Henüz İspanya 1. Ligi'ne yükselmiş bir takım için çok fazla transferler bunlar. Bu transferleri gerçekleştirirken oyuncuların nasıl ikna edildiği ve maddi kaynağın nasıl yaratıldığı ise tam bir merak konusu. Yalnız bu takımda bir şeyler var. İspanya'nın City'si haline gelebilirler 2-3 sene içerisinde, demedi demeyin. Neyse, Drenthe maç içinde sol kanadın her santimine ayak basarak, devamlı gidip gelen hücum ağırlıklı bir oyuncudur. Katkı sağlar şüphesiz, çok daha büyük kulüpleri hak ediyor zaten.

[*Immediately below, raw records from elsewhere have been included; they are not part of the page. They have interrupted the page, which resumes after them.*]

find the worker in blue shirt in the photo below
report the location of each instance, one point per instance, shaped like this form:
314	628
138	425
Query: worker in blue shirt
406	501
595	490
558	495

Borriello Roma'ya Kiralandı


Barcelona'dan İbrahimoviç'i, ardından M.City'den Robinho'yu alarak ciddi anlamda hedef büyüten Milan, bir türlü istenileni veremeyen forvet oyuncularını elden çıkarmaya başladı.

Önce Huntelaar'ı Schalke'ye postalayan Milan yönetimi, Borrielloyu'da Roma'ya kiralayarak hücum hattında şişkinliği sonlandırdı. Milan kulübünden yapılan açıklamada, kiralama ücretine ilişkin bilgi verilmedi. Ancak İtalyan basınına yansıyan haberlere göre Roma, kiralama bedeli olarak Milan'a 2 milyon avro ödeyecek. Ayrıca anlaşmanın satın alma opsiyonu da bulunuyor. Buna göre Roma, sezon sonunda 13 milyon avroyu gözden çıkartması halinde, Borriello'nun bonservisini de alabilecek.

Kakha Kaladze Genao’da


Milan’ın defasında yıllardır Nesta ile iyi bir ikili oluşturan tecrübeli oyuncusu Kakha Kaladze, Genao’ya transfer oldu.

Yapılan transferler ve yaşadığı sakatlıklar sonrası takımda yer bulması zora giren Kaladze, daha fazla forma giyebileceği bir takıma gitmek istediğini açıklamıştı. Zaten geçtiğimiz sezonun devre arasında alınan Mario Yepes'te onun forma şansı bulmasını iyice zorlaştırmışıtı.

Genoa'da bu sene yaptığı transferlerle baya iddalı geliyor ve en azından ilk 4'ü zorlayacaklardır.